By Todd Richmond, Associated Press

A Chippewa tribe in Wisconsin is calling for 12 miles of pipeline to be removed from its reservation after 64 years of operation, saying they want to protect their land and water from oil spills.

 

MADISON, Wis. (AP) — A Chippewa tribe in Wisconsin is calling for 12 miles of pipeline to be removed from its reservation after 64 years of operation, saying they want to protect their land and water from oil spills.

The Bad River Band of Lake Superior Chippewa's tribal council approved a resolution Wednesday refusing to renew easements for 11 parcels of land along a section of Enbridge's Line 5 pipeline, which carries oil and natural gas liquids 645 miles from Canada to eastern Michigan.

The resolution also calls for decommissioning the pipeline and removing it from the tribe's reservation along the shores of Lake Superior in far northern Wisconsin. The resolution also directs tribal staff to prepare recycling, disposal and surface restoration work that would come with removal.

"We depend upon everything that the creator put here before us to live mino-bimaadiziwin, a good and healthy life," Bad River Chairman Robert Blanchard said in a news release. "These environmental threats not only threaten our health, but they threaten our very way of life as (Chippewa).

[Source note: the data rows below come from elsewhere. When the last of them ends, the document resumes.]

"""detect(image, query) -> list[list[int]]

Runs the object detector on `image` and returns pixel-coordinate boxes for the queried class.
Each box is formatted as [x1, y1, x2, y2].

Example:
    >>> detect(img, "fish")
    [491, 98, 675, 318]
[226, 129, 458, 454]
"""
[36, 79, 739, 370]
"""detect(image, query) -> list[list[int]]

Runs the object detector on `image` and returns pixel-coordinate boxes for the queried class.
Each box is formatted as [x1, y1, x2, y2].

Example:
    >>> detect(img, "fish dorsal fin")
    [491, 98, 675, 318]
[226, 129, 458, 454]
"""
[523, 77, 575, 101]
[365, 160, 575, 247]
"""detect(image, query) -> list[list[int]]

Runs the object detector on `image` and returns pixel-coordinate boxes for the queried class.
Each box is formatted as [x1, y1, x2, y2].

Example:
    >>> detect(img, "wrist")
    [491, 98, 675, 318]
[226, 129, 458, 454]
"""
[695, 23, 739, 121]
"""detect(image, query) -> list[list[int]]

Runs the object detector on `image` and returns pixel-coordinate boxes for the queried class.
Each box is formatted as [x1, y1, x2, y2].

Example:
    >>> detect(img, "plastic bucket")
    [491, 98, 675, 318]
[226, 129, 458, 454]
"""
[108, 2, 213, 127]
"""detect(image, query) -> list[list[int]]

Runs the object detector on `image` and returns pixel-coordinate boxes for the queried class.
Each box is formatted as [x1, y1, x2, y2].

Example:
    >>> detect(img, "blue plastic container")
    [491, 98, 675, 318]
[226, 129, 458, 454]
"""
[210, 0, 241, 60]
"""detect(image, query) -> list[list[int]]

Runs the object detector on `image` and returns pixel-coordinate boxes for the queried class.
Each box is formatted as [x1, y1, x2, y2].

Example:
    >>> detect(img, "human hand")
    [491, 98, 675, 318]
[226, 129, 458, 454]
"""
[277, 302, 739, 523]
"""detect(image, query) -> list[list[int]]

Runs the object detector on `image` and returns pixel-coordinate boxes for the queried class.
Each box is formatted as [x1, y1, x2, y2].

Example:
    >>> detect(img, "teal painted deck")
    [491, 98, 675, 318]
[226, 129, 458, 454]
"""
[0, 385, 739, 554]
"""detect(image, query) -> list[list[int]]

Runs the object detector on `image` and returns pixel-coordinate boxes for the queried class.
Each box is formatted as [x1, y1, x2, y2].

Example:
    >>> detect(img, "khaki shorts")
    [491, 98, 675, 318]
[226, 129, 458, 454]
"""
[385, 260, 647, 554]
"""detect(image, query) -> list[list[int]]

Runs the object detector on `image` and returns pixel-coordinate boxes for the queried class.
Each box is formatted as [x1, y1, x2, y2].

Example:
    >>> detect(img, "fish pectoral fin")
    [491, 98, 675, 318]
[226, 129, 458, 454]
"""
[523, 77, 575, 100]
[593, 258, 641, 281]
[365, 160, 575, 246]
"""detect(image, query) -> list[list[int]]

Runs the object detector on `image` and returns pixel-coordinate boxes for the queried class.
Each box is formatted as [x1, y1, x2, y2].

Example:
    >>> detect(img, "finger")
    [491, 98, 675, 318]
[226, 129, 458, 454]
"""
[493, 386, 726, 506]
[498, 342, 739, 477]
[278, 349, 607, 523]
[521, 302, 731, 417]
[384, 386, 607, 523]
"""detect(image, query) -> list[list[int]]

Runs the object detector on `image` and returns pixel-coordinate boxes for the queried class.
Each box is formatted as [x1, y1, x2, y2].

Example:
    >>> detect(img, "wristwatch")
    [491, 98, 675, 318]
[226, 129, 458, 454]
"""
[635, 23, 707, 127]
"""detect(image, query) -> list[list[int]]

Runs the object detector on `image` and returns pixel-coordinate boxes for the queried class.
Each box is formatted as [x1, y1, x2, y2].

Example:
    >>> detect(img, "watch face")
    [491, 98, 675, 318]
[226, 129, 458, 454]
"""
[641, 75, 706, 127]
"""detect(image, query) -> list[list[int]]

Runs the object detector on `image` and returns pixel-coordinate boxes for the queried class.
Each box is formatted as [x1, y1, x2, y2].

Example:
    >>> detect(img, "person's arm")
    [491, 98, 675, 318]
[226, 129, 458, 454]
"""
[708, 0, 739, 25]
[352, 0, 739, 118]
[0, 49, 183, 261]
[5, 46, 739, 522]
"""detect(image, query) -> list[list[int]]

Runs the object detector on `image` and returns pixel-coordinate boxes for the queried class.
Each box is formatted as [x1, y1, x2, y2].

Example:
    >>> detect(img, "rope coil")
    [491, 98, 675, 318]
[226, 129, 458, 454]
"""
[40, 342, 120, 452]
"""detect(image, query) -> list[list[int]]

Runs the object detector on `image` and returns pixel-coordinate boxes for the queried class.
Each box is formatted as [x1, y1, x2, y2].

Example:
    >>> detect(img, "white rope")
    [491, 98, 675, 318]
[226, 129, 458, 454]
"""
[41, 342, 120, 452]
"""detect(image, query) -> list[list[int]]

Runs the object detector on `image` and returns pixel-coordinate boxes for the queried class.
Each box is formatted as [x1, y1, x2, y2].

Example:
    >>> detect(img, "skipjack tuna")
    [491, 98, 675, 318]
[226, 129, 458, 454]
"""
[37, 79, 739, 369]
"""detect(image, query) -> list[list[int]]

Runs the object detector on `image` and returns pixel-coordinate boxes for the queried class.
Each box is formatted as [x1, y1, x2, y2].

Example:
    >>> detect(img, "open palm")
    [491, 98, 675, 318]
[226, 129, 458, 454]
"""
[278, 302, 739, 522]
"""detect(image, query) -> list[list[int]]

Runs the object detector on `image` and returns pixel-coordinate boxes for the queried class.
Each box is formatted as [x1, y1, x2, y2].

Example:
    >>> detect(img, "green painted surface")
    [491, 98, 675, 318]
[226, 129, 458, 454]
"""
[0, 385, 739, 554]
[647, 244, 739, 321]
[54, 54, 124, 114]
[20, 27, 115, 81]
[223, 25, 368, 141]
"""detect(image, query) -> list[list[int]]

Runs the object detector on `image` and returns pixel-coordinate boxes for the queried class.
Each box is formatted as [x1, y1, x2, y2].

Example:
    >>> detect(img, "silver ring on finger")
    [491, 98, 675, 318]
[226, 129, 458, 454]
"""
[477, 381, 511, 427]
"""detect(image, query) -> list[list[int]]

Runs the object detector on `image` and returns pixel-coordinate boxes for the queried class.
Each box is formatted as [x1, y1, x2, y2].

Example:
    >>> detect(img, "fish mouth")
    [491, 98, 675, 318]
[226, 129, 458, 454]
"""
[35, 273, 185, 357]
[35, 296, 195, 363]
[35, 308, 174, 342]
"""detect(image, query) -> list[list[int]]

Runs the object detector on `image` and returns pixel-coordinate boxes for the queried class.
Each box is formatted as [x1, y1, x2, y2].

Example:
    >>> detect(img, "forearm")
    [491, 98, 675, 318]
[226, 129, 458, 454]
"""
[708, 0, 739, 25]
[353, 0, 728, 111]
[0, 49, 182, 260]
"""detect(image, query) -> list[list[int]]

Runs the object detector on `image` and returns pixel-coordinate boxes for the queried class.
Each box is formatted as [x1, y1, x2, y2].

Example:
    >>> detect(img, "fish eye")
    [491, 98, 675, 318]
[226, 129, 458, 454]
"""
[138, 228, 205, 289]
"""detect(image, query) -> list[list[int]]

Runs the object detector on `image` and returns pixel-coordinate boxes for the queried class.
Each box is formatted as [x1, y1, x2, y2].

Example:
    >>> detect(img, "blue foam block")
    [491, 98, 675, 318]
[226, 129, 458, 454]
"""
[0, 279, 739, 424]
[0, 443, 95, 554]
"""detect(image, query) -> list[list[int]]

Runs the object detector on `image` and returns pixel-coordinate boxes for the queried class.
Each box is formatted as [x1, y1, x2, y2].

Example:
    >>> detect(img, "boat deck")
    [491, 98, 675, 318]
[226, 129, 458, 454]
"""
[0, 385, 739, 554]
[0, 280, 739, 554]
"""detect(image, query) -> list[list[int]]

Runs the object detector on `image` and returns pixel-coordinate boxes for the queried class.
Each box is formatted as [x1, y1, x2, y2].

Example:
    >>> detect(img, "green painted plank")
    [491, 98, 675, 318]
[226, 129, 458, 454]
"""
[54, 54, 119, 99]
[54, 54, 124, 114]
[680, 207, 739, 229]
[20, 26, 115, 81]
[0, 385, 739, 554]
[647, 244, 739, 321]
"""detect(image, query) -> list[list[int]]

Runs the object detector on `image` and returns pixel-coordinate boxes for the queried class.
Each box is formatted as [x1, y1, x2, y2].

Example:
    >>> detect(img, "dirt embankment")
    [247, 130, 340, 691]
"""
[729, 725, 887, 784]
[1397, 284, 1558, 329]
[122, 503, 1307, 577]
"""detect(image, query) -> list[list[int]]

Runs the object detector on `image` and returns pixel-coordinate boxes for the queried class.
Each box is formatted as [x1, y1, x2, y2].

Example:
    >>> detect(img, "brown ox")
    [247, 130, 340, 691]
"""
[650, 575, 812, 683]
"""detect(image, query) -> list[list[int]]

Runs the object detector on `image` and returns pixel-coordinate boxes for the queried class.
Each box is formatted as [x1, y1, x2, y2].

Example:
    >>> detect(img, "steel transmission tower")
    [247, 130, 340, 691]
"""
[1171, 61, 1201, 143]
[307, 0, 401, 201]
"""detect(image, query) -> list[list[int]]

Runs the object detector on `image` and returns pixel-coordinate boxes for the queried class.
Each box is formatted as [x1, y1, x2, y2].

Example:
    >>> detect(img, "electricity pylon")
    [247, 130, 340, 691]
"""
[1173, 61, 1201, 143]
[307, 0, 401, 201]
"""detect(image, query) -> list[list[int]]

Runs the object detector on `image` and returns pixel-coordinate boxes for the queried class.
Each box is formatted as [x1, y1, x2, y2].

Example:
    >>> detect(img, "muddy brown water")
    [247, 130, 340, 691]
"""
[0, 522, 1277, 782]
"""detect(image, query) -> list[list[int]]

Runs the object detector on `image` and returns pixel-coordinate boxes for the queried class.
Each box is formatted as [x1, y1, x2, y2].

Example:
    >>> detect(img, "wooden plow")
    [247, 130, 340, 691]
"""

We all need to be thinking of our future generations and what we leave behind for them."

But it isn't clear whether the tribe can force removal of the pipeline. Brad Shamla, Enbridge's vice president of U.S. operations, told The Associated Press in a telephone interview Friday it was too early to speculate on what authority the tribe may have.

Shamla said there's never been a spill on the reservation since he joined the company in 1991.

The resolution surprised the company, Shamla said, because Calgary, Alberta-based Enbridge and the tribe have been negotiating renewal of easements on the 11 parcels — which expired in 2013 — for the last three years. The easements for the majority of the remaining parcels on Bad River tribal land extend until 2043 or rest in perpetuity.

"We'd really like to understand better what's prompting this at this time," Shamla said. "Safety is extremely important to us. We've maintained and operated this line safely for more than 60 years."

Bad River tribal officials didn't immediately respond to messages Friday.

Concerns over drinking water are what partially sparked the massive, months-long protests over Energy Transfer Partners' plans to build a section of the Dakota Access oil pipeline under a Missouri River reservoir in North Dakota. The Standing Rock Sioux and the Cheyenne River Sioux are challenging the pipeline's permits at numerous water crossings.

Enbridge's Line 5 has been a flashpoint of contention in Michigan. Environmentalists fear a portion of pipeline that runs beneath the Straits of Mackinac, which link Lake Michigan and Lake Huron, could rupture and cause catastrophic damage to the Great Lakes.

Shamla insisted the line is safe and is inspected at least once every five years to determine the extent of corrosion as well as spot dents, potential cracks and other problems. The company checks the portion that runs beneath the Straits of Mackinac every two years, he said.

"We've maintained and operated this line safely for more than 60 years," he said. "Overall, Line 5 is in very good condition."